A little after 4 a.m. on November 13, 2022, four University of Idaho students were stabbed to death in the college town of Moscow, Idaho (population 25,000). The victims—Kaylee Goncalves, 21; Madison Mogen, 21; Xana Kernodle, 20, and Ethan Chapin, 20—were killed in an off-campus rented house. The three women were tenants there; Chapin had been staying with Kernodle, his girlfriend. Two other female students who lived in the house were not attacked.
The horror of the crimes, the victims’ youth and the peaceful setting—there had been no recorded murders in Moscow since 2015—quickly drew intense public interest. Questions about the case included: Why were these students killed? When would police find the murderer?
J. Reuben Appelman, a writer and private investigator who lives in Idaho, spoke to A&E True Crime about his book, While Idaho Slept, which examines an investigation that led to a suspect’s arrest just six weeks after the murders. Appelman also explores the victims’ lives before they were cut short.
These murders shocked Idaho, the country and the world. Could you talk about why they attracted such attention?
My daughter went to the University of Idaho. I’ve worked up in Moscow as an investigator. I’m very familiar with that part of the state and the people there. I have mutual friends with some of the victims, mutual friends with some of the survivors. [The murders] hit home.
The international attention on this case seemed very clearly driven by social media. I think it started with people, college students, who felt like these victims were mirrors of themselves. It seemed like something they related to instantly and were terrified by instantly.
Then it exploded in all demographics, from teenagers to 70 year olds. We had to face the real terror of a stranger entering a home in the middle of the night and slashing people. That’s everybody’s worst nightmare. You cannot prepare for somebody ambushing you. And I think that terror drove the traffic around this case.

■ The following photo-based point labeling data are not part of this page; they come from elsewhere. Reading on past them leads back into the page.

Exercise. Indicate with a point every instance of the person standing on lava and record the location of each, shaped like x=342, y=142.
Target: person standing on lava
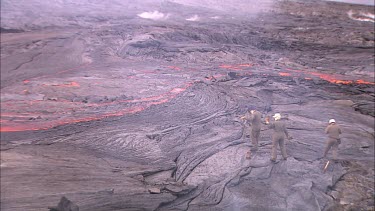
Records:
x=333, y=131
x=278, y=136
x=255, y=119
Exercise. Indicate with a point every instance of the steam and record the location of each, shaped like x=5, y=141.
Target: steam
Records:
x=156, y=15
x=361, y=16
x=194, y=18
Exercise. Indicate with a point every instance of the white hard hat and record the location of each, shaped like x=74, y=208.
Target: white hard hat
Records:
x=277, y=116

There hadn’t been a murder in Moscow for years before this case. Did the police force’s lack of experience in handling homicide cases affect the investigation in any way?
[Moscow Police] Chief [James] Fry, the head of this investigation, is not what the national news painted him as—a ‘get your biscuit at the coffee shop’ kind of guy. He has had training with the FBI. In this case, the lack of logistical resources [in the town of Moscow’s police department] was made up for by the fact that the Idaho State Police and the FBI were brought in immediately.
In some ways, the rarity of this type of crime in north Idaho is what led to Chief Fry putting everything he has into this case. I could say that Fry cared about this case as if it were his nieces and a nephew that had been murdered. There’s not a doubt in my mind that the trauma of this happening to his own people is what led to diligent, consistent work.
Your book mentions the self-appointed detectives who speculated about the case on social media. What impact did they have on the investigation?
Thousands of armchair investigators glommed onto this case. It was both helpful and, at times, detrimental. In some ways, they pushed the local police department to be more open about how the official investigation was going. Family members of the victims would listen to what online investigators were saying. Then they would bring questions or demands to the local police department.
When you have social media personalities who know what they’re doing pointing out things to be looked at, or working in collaboration with police departments to mine social media, that can be really helpful. On the other hand, social media mobs dogpiled onto complete strangers [in] this case, sometimes based on their appearances, or their habits or their criminal background. A professor was driven underground with her family. Friends of the victims were driven into hiding.
Police should not have to get in front of the press corps and say, ‘So-and-so didn’t do this.’ They should be diligently keeping their noses to the grindstone, not answering to people with no investigative prowess.
You show who Maddie, Kaylee, Ethan and Xana were before their murders. Is there anything that sticks out in your mind about these four young people?
What I found is all four of these students appeared well-loved. They were just great people to be around. They had great love for each other. No matter where I looked, I didn’t find anything disparaging about any of them. I didn’t find anything that would make an investigator feel that they were at all culpable in their demise.
It hurts to think of them suffering this type of fate because they’re so similar to what we want for our own kids, or what we would want for ourselves if we could do it over again. It felt like these were beautiful people who had big hearts for each other, and somebody came in and slashed at those hearts.